Principle 9 & 10: How We Make Use of Mind
“We hold that the child’s mind is no mere sac to hold ideas but is rather, if the figure may be allowed, a ‘spiritual organism’ with an appetite for all knowledge. This is its proper diet with which it is prepared to deal and what it is able to digest and assimilate as the body does food-stuffs.
“Such a doctrine as the Herbartian, that the mind is a receptacle, lays the stress of education, the preparation of food in enticing morsels, duly ordered, upon the teacher. Children taught on this principle are in danger of receiving much teaching but little knowledge; the teacher’s axiom being ‘what a child learns matters less than how he learns it.’”
Reference: Volume 6, Chapter 7
Charlotte combines these two principles in one chapter and it’s pretty impressive that she felt so strongly against his approach that she calls out one particular educational guru of her day in her actual principles. So who was this guy?

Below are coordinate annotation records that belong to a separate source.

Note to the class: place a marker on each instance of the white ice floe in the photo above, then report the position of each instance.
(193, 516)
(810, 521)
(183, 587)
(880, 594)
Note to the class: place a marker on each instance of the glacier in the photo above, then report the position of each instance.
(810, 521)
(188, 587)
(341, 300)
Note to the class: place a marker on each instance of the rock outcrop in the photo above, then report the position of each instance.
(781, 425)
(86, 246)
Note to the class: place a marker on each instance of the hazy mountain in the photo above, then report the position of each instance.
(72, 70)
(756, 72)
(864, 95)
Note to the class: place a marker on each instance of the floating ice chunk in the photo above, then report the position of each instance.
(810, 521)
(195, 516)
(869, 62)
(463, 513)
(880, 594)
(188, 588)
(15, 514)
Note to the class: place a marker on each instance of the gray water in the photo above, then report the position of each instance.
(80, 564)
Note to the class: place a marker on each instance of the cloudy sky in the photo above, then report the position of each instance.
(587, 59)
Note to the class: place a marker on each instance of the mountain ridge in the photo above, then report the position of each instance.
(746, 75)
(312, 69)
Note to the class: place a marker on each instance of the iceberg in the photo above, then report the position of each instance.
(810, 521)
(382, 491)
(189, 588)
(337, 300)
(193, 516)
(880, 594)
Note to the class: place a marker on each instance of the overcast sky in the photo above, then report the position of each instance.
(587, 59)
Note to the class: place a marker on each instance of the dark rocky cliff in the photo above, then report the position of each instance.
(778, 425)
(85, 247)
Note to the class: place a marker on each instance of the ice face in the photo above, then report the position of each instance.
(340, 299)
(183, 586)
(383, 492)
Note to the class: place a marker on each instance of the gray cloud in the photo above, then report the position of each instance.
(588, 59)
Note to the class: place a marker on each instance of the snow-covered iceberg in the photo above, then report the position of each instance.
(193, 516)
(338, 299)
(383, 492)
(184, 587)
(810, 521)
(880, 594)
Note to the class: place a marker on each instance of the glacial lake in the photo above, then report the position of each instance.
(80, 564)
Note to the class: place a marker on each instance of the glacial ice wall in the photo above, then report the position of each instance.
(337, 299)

Johann Friedrich Herbart (1776–1841) is known today mainly as a founding figure of modern psychology and educational theory. Spoiler alert, Charlotte disagreed with a large part of what he had to say about education but if you look at the modern education system, his ideas are sadly much more present than hers. Here’s his Wiki page if you really want to know more about him.
But on with the principles.
Right out the gate we can see where the division lies: “Herbart’s psychology is extraordinarily gratifying and attractive to teachers who are, like other people, eager to magnify their office; and here is a scheme which shows how every child is a new creation as he comes forth from the hands of his teacher.” Charlotte has already built the argument that “children are born persons” and says that “we are limited to three educational instruments— the atmosphere of environment, the discipline of habit, and the presentation of living ideas.” The emphasis for learning should not be on the teacher, but the student, and Herbart’s recommendations are the complete opposite.